A Toulouse, depuis le balcon de son appartement au 4ème étage, romain capture des instants précieux en ville, comme la naissance de  quatre jeunes écureuils et de deux jeunes pics verts dans la cime des arbres qui jouxte l’immeuble. Impressionné par les efforts et les  attentions incessantes que portent les parents pics verts ou la mère écureuil à leur progéniture, Romain est plus que jamais convaincu de l’importance de préserver des habitats pour cette faune sauvage. Ces êtres vivants, du plus petit au plus grand, nous rendent d’inestimables services dont nous commençons à peine à appréhender l’ampleur. Des petits gestes font la différence, dans un jardin ou sur un balcon préférer une plante de nos régions que nos espèces peuvent consommer pour limiter la disparition en masse des oiseaux, et surtout des insectes qui sont à la base de nombreuses chaînes alimentaires.

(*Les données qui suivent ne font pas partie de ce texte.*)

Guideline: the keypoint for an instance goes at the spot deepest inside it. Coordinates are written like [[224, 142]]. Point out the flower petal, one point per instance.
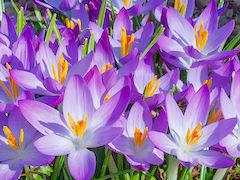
[[82, 164]]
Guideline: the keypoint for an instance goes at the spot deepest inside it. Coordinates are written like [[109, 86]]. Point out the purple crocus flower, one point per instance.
[[134, 143], [230, 109], [191, 45], [80, 126], [16, 146], [190, 137]]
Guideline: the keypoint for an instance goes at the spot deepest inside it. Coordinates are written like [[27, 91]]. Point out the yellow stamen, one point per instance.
[[107, 97], [208, 82], [194, 136], [62, 67], [127, 3], [79, 127], [139, 136], [105, 68], [215, 116], [178, 5], [11, 138], [152, 87], [201, 37], [126, 42]]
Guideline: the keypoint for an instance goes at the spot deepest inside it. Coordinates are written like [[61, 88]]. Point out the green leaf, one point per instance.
[[153, 41], [55, 28], [233, 43], [14, 6], [102, 13], [91, 44], [21, 22], [50, 29], [58, 167]]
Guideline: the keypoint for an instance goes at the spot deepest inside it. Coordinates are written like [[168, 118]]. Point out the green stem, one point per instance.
[[105, 163], [113, 175], [203, 173], [220, 173], [172, 171]]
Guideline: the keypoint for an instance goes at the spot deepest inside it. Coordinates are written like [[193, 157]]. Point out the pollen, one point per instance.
[[62, 69], [201, 37], [126, 42], [140, 137], [152, 87], [78, 128], [178, 5], [105, 68], [194, 136], [11, 139]]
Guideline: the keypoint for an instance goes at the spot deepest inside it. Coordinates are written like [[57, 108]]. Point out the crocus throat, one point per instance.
[[194, 136], [62, 68], [126, 42], [215, 116], [178, 5], [201, 37], [105, 68], [79, 127], [140, 137], [70, 24], [11, 138], [127, 3], [13, 93], [208, 82], [152, 87]]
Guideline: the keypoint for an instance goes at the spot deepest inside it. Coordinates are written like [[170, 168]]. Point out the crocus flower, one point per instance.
[[191, 45], [190, 136], [230, 109], [80, 127], [16, 146], [134, 143]]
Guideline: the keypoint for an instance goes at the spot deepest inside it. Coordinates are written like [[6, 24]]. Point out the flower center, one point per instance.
[[127, 3], [11, 138], [79, 127], [70, 24], [126, 42], [62, 68], [208, 82], [13, 92], [178, 5], [105, 68], [152, 87], [140, 137], [194, 136], [201, 37]]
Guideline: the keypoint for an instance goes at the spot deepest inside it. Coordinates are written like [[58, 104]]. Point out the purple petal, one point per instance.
[[103, 135], [175, 116], [162, 141], [122, 20], [82, 164], [214, 159], [139, 117], [77, 99], [54, 145], [43, 117], [180, 27], [228, 109], [198, 108], [111, 110]]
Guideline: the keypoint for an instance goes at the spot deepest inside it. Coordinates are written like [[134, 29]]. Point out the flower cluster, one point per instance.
[[141, 79]]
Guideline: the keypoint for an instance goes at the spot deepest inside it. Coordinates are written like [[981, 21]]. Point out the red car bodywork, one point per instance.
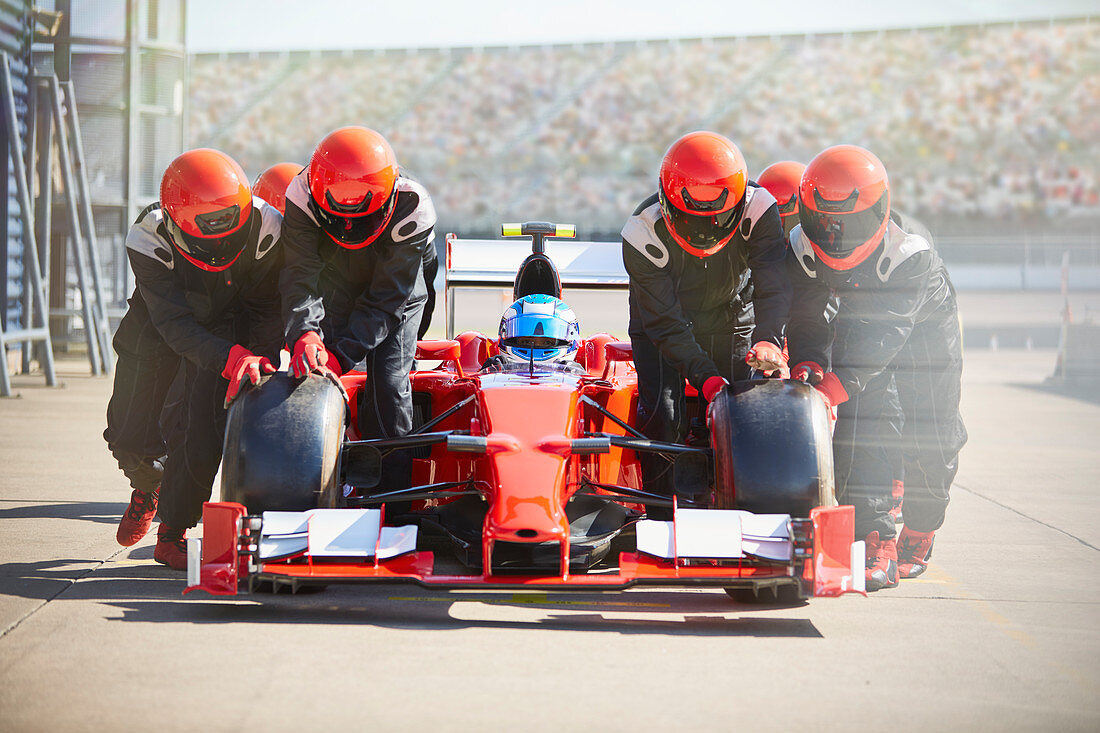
[[526, 474]]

Retrouvez les photos de Romain Baghi sur son site internet à l’adresse www.romainbaghi.com

  

 


 

 

L'exposition du mois de novembre 2014

"Mes héros d'enfance" est une exposition d'oeuvres de Maud Crouail proposée dans le cadre de la deuxième édition du festival Regard de Femmes organisée par l'association Espoir Contemporain.

    
     Wander Woman                                                                                                                         

 

 


Alice Pays Merveilles                                                                                                


Qui je suis

L'exposition du mois d'octobre 2014

" Photographes, photographiés photographiant ! Pour une première expérience d'exposition, la mise en abîme du rôle de photographe m'est apparue comme une évidence de l'instant. Témoin privilégié d'une scène, il est rare que l'auteur apparaisse sur sa prise de vue. Femmes et hommes de l'ombre, témoins essentiels, leur présence est nécessaire aux abords d'une création artistique pour capter la scène dans tous ses états. C'est l'anonyme derrière l'objectif, qu'il soit professionnel ou amateur, que j'ai choisi ici de mettre en lumière..."

 

L'exposition du mois de juillet 2014

La Démarche Clown d'Accompagnement de la Cie du Bout du Nez

Le Clown d’Accompagnement est une démarche artistique relationnelle ludique, mise au point par la Compagnie du Bout du Nez. Expérimentée depuis dix ans, elle s’avère être complémentaire au travail des équipes soignantes, invitant à nourrir un changement de regard sur le vieillissement et à imaginer une prise en charge singulière des personnes âgées.

  

 

 

 

 

 

 

 

 

 

 

 

 

 

 

L'exposition du mois d'avril 2014

Fanny Dattée expose ses TENDRES RACINES Faka Mamy

Fanny Dattée, originaire de Madagascar, née et grandie en France, a toujours été interpellée par ses racines ancestrales.
Madagascar, l’île rouge, île lointaine qui devient un rêve à capturer, fil d’ariane qui pousse à explorer la face profonde de son être, lui fera quitter son pays natal et ses proches pour sauter les montagnes, traverser les océans et atteindre la grande île.
C’est en 2008 que ce rêve s’exauça, c’est l’exploration à la rencontre de sa famille, de son autre culture, de son autre pays, de son identité mais aussi le désir de léguer l’histoire, ses origines à ses enfants.
« Tendres racines » retrace alors le voyage initiatique effectué à la découverte de ce pays.
Cette exposition décrit la rencontre d’un pays, d’une région, de visages, de moeurs qu’elle ne connaissait jusqu’alors qu’à travers les dires, les livres, et les images.
C’est à travers des photos de scènes de vie quotidiennes, et de textes lyriques que l’auteure a essayé de retranscrire les émotions ressenties, la poésie de l’instant, instants simples et le désir de partager l’envie de voyager. Voyager au-delà de soi et au-delà des frontières, en somme une ode à la vie aussi fragile soit-elle, aussi pénible que belle.